第17話 こんなにも違う

 ディアナがマルコの首筋の傷を、両手の親指で引っ張って開いた。粘り気のある黒い蜘蛛の巣のようなものが、筋肉の収縮に合わせてうっすらと伸び縮みしている。


「真実の法則に基づき、あるべき姿に戻し給え。〈恢復ヒール〉」


 ディアナは試しに一般的な治癒魔法で傷口を塞ごうとしたが、治癒魔法士が言った通り、光属性の魔力が蜘蛛の巣状の膜に弾き返されてしまう。


「どうだ!?」


「静かにして下さい!」


 問いかけるジェラルドをディアナが一喝した。普段の彼女なら周囲の目を気にして柔らかい言い方をするが、そんな余裕が無いほど集中していた。

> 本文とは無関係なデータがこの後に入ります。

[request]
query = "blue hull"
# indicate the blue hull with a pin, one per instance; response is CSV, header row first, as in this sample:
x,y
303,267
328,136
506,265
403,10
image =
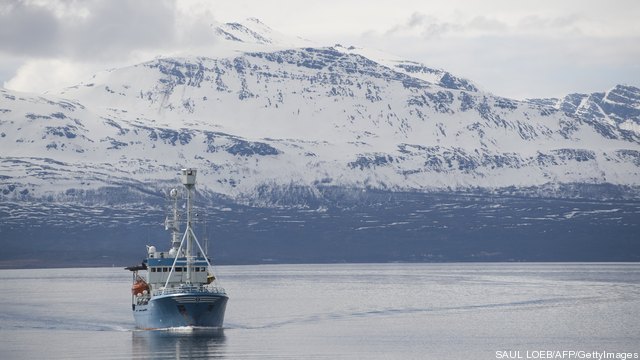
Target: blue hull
x,y
201,309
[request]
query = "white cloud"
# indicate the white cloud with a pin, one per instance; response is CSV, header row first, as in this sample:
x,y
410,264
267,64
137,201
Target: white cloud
x,y
520,49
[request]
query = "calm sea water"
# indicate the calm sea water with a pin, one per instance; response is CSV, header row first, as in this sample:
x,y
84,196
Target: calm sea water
x,y
363,311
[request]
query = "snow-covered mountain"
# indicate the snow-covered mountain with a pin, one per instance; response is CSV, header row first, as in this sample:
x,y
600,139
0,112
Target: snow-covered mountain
x,y
274,114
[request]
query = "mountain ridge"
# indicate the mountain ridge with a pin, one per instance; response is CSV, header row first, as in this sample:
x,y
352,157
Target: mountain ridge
x,y
316,153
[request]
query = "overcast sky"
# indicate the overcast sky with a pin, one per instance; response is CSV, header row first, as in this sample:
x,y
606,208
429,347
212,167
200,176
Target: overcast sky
x,y
513,48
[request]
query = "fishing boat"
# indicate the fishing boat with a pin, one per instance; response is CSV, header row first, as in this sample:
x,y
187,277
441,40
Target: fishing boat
x,y
177,288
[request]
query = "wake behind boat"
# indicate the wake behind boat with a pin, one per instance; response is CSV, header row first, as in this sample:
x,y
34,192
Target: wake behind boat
x,y
179,289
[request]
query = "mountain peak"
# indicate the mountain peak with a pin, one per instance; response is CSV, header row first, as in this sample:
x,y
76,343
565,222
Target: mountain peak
x,y
254,31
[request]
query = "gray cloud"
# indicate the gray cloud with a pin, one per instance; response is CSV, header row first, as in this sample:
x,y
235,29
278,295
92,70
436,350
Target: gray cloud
x,y
90,29
27,30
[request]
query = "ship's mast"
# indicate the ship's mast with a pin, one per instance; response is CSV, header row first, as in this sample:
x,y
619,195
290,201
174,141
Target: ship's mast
x,y
189,181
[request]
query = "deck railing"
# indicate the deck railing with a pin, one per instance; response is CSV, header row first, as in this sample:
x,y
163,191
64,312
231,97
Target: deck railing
x,y
189,289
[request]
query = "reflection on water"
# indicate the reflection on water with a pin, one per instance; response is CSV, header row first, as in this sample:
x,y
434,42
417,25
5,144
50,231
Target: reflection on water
x,y
178,343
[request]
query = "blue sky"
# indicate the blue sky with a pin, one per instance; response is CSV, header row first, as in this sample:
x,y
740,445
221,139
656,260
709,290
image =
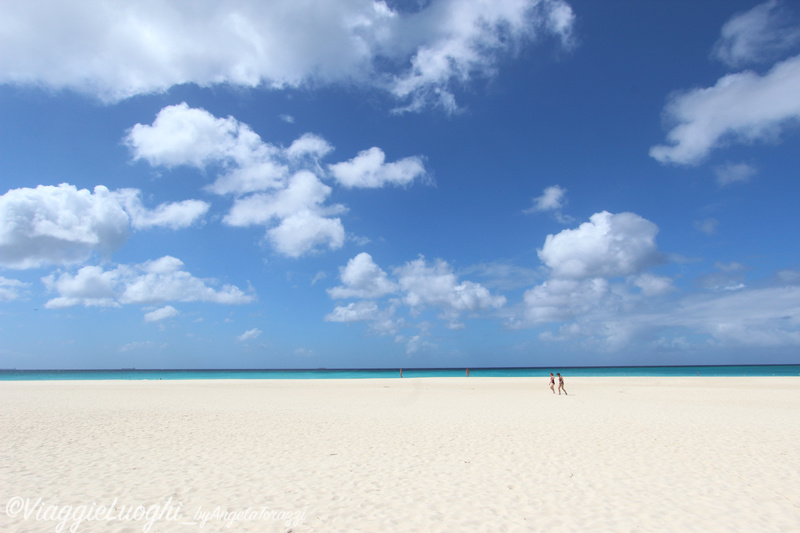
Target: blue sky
x,y
398,184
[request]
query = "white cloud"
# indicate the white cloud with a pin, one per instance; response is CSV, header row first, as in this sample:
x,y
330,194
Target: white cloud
x,y
91,286
733,173
181,135
607,246
153,282
757,35
369,170
362,278
63,225
161,313
59,225
10,289
742,108
581,262
175,215
114,51
249,335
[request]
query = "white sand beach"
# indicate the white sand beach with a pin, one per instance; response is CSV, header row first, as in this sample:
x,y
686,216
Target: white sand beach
x,y
427,454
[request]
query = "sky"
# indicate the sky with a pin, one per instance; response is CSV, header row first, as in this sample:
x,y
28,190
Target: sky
x,y
383,184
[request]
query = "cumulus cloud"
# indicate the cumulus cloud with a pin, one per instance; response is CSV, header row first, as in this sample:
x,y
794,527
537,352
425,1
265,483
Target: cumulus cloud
x,y
362,278
583,262
10,289
185,136
115,51
757,35
743,107
249,335
306,231
553,197
161,313
608,245
63,225
153,282
59,225
369,170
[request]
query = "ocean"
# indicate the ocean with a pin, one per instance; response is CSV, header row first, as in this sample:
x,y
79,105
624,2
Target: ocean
x,y
362,373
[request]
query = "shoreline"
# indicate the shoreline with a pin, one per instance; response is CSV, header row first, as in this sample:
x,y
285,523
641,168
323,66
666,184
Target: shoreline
x,y
411,454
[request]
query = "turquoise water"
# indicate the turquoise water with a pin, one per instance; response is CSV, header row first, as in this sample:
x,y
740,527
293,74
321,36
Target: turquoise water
x,y
655,371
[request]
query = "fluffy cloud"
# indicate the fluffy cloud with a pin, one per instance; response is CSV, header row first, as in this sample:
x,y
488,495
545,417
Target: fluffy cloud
x,y
437,285
369,170
582,262
153,282
757,35
161,313
59,225
607,246
114,51
362,278
305,231
64,225
181,135
741,107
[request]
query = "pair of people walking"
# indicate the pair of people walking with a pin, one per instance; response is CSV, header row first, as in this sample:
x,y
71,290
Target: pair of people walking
x,y
560,383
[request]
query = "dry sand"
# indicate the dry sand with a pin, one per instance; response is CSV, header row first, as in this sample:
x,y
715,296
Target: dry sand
x,y
426,454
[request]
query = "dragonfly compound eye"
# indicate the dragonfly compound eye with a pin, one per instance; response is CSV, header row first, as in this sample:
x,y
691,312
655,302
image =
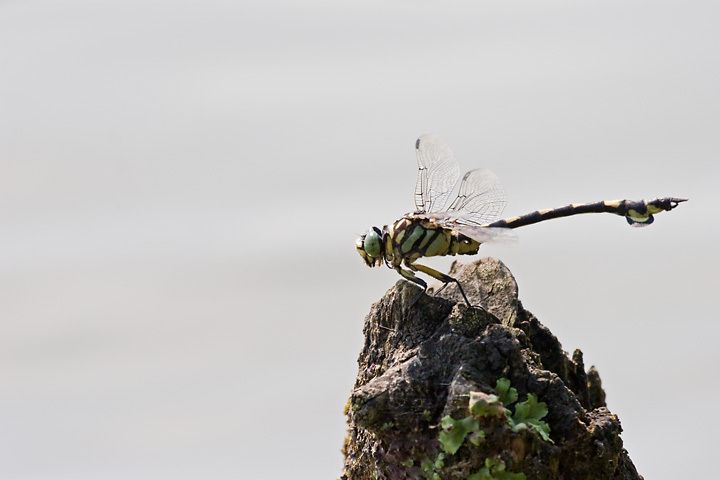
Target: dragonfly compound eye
x,y
371,244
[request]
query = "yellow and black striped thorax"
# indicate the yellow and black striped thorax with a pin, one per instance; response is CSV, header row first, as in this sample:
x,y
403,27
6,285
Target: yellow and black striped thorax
x,y
415,236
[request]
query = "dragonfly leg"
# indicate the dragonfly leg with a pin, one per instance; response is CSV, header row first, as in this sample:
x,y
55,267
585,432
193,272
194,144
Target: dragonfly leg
x,y
408,275
440,276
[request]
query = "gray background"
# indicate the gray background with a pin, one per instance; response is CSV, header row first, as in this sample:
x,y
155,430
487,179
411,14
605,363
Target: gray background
x,y
182,183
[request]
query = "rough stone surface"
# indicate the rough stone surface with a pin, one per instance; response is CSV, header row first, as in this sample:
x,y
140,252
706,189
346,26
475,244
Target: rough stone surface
x,y
423,356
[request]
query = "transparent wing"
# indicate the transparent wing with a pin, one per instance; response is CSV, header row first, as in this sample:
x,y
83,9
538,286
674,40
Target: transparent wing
x,y
488,234
438,172
480,200
462,224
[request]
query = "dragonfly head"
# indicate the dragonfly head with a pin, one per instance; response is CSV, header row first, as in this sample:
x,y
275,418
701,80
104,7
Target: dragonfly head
x,y
370,246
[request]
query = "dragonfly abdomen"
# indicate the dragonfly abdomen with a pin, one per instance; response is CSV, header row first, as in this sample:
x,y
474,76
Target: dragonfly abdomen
x,y
637,213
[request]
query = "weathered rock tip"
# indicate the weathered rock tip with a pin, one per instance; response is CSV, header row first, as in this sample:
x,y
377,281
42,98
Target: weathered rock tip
x,y
423,356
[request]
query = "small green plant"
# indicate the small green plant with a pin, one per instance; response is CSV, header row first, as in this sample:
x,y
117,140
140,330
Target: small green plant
x,y
454,433
430,467
528,414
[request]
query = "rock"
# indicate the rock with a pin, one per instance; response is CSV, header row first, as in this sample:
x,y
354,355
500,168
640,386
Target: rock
x,y
409,413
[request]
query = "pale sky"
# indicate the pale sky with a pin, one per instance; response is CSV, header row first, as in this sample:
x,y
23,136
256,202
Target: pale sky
x,y
181,185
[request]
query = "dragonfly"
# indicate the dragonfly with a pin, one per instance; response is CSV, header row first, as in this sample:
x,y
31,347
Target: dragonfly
x,y
472,218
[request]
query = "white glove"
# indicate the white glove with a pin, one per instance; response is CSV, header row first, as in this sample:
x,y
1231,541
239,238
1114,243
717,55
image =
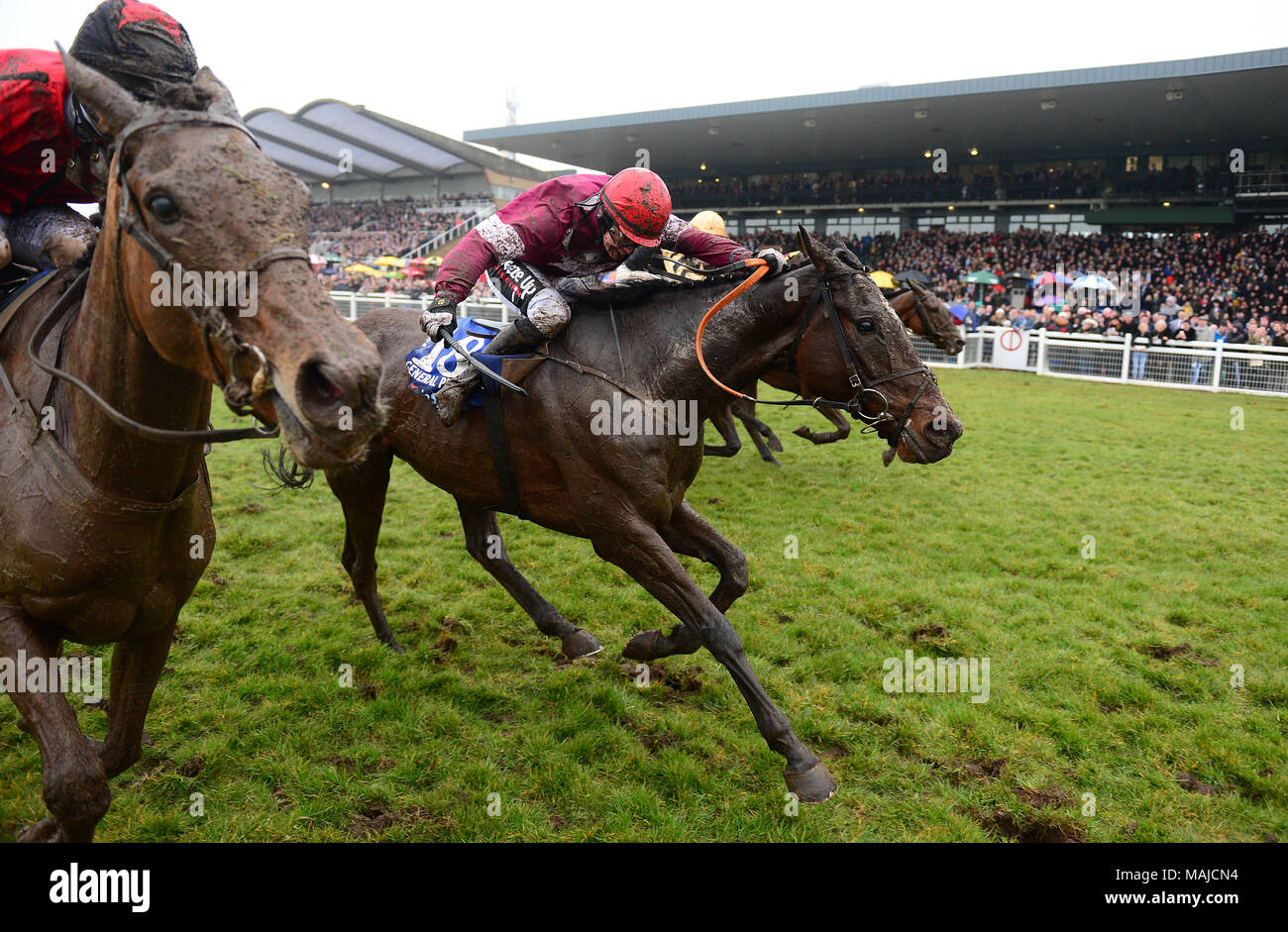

 ――魔力の質が違うから弾かれるんだ。治癒魔法士の先生は、同じ魔法をかけて打ち消さないと解けないと言っていた。つまり、私が闇属性魔法を使わないといけないということ。


 ディアナは邪魔な前髪を耳にかけた。手についていたマルコの血が顔についた。


 彼女は火、地、風、光の四属性の魔法を使用することができる。これは人類ヒューマニティが使える全てだ。属性ごとに粒子の粗さや細かさ、濃淡などが微妙に違い、魔力の質を変えて操らなければならない。もっとも、適性が無いとその違いさえ分からないのだが。


 ディアナが魔力を練っては傷口に当てていく。何度弾かれても、微妙に配分を変えて再挑戦する。


「……違う、これじゃない」


 全く意味の無い作業をしているのかもしれないとも思う。人類ヒューマニティが闇属性を使えないのは、六柱の神獣がそれぞれの人種を生み出してから二千年もの間、一度も覆ったことがない事実だからだ。


 イメージしながら両手を重ねて当てるのは魔力を扱い難いので、傷口全体を囲むように手で覆ってみた。すると左右の手で別々の魔力を操れるので、細かく配分をコントロールできるようになった。


 奇しくもクラリスがよくやる風魔法のトレーニングの手の形だった。


 ディアナの頬を一筋の汗が伝って、ベッドに落ちた。真っ赤に染まったシーツに溶け込んだ。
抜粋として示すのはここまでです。